Synthèse des demandes prioritaires de Greenpeace relatives au sauvetage du secteur aérien en Europe
- Les aides financières d’urgence accordées au secteur aérien doivent servir à maintenir l’emploi et assurer la protection sociale et les revenus des salariés impactés. De plus, des plans de transformation des entreprises aériennes soutenues doivent être établis pour organiser la nécessaire réduction du trafic aérien en prenant en compte les enjeux sociaux, en lien avec les syndicats ; des fonds de transition doivent être prévus pour la formation et la reconversion des travailleurs impactés vers des emplois dans des secteurs cohérents avec le défi climatique.

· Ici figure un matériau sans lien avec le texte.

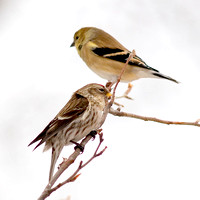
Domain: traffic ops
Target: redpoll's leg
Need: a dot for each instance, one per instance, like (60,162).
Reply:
(77,145)
(130,86)
(109,85)
(93,134)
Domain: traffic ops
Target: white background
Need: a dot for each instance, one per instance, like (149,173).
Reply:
(39,72)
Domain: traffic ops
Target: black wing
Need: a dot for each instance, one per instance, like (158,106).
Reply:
(121,56)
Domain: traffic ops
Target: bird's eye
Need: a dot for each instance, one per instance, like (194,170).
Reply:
(101,90)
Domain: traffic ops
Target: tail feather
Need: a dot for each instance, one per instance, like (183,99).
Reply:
(159,75)
(54,157)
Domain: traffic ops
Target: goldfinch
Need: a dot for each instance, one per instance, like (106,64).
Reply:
(105,56)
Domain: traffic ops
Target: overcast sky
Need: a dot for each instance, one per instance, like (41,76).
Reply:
(39,73)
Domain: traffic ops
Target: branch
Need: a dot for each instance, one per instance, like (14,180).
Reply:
(124,114)
(67,162)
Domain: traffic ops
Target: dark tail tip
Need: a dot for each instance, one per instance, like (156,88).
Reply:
(165,77)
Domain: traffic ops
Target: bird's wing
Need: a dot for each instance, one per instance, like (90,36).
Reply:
(74,108)
(121,55)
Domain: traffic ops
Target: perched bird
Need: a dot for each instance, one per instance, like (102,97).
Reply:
(81,115)
(106,57)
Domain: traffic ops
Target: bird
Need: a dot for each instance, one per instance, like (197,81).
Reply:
(81,115)
(105,56)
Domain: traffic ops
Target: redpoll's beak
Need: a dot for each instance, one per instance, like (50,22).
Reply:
(73,44)
(108,94)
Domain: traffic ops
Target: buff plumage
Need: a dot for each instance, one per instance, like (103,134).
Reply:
(81,115)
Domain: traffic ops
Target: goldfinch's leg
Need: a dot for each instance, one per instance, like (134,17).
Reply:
(109,85)
(130,86)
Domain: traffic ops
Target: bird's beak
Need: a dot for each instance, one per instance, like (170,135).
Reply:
(108,94)
(73,44)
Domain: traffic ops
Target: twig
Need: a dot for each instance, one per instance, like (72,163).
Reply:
(124,114)
(48,189)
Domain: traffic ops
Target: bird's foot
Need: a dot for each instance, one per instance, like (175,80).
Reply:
(93,134)
(78,146)
(125,95)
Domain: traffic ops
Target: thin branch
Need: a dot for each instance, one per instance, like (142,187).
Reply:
(124,114)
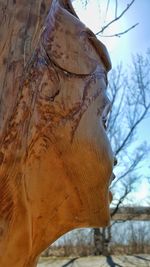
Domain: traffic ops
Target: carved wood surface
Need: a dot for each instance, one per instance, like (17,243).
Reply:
(55,159)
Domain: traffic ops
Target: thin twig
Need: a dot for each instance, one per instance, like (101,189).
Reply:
(120,33)
(115,19)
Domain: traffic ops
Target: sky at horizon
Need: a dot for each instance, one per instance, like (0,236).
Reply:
(122,49)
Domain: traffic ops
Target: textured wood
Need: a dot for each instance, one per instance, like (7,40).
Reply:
(55,159)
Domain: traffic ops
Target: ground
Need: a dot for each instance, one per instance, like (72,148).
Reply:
(99,261)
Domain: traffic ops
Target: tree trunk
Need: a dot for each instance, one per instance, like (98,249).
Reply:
(53,104)
(102,238)
(20,26)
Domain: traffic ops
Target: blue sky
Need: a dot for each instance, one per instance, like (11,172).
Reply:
(121,50)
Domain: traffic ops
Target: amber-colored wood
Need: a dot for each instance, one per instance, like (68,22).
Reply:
(55,159)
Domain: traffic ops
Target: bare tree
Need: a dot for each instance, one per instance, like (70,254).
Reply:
(108,18)
(129,91)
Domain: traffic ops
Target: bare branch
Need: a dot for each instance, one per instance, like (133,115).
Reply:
(116,18)
(120,33)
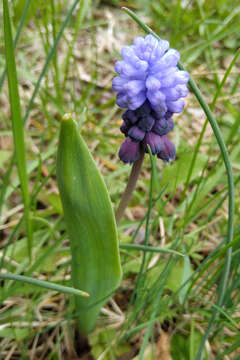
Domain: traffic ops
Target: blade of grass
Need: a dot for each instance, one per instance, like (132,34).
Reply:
(224,152)
(149,249)
(38,83)
(19,30)
(45,284)
(16,117)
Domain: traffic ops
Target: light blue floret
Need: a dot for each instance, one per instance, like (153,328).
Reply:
(149,71)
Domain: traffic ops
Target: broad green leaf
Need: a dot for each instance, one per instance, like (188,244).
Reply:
(4,156)
(90,224)
(14,333)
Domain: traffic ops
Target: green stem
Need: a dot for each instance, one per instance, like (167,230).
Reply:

- Tout soutien public aux entreprises, notamment du secteur aérien, doit être conditionné à la suspension de distribution de dividendes puis à leur encadrement à moyen terme, et à l’interdiction de rachat d’actions ou d’augmentation des salaires ou bonus des dirigeants.
- Le secteur aérien doit s’aligner avec les objectifs de l’Accord de Paris et notamment l’objectif de limiter la hausse moyenne des températures au plus près de 1.5°C. Cela implique des objectifs annuels contraignants de réduction des émissions de gaz à effet de serre, et une baisse significative du trafic aérien par rapport aux niveaux connus avant la crise. A cet égard, les vols courts (vols domestiques ou entre pays voisins) doivent être interdits quand une alternative, notamment en train, existe – et ces alternatives doivent être développées pour que l’interdiction des vols courts puissent être généralisée au plus vite.
- Un plan solide de développement des réseaux de trains de jour et de nuit, des transports publics, des mobilités douces comme le vélo, et de l’intermodalité, est indispensable et devra être la priorité pour la relance du secteur des transports, aux échelles nationale et européenne. Cela suppose un investissement public massif dans ces modes de transport plus écologiques. Mais également des mesures fiscales pour mettre fin notamment aux avantages dont bénéficie injustement le secteur polluant de l’aviation – les ressources ainsi dégagées devraient être investies par les Etats Membres et l’Union européenne pour rendre accessible à toutes et tous un système de transport plus respectueux du climat.
Notes aux rédactions
[1] Cet outil n’intègre pas le soutien accordé par certains Etats aux entreprises en difficulté (dont les entreprises aériennes), au travers par exemple du financement du chômage partiel, ni les mesures éventuelles permettant le report de paiement des taxes. Il se concentre sur les prêts, garanties de prêts ou recapitalisations/nationalisations concernant spécifiquement le compagnies aériennes.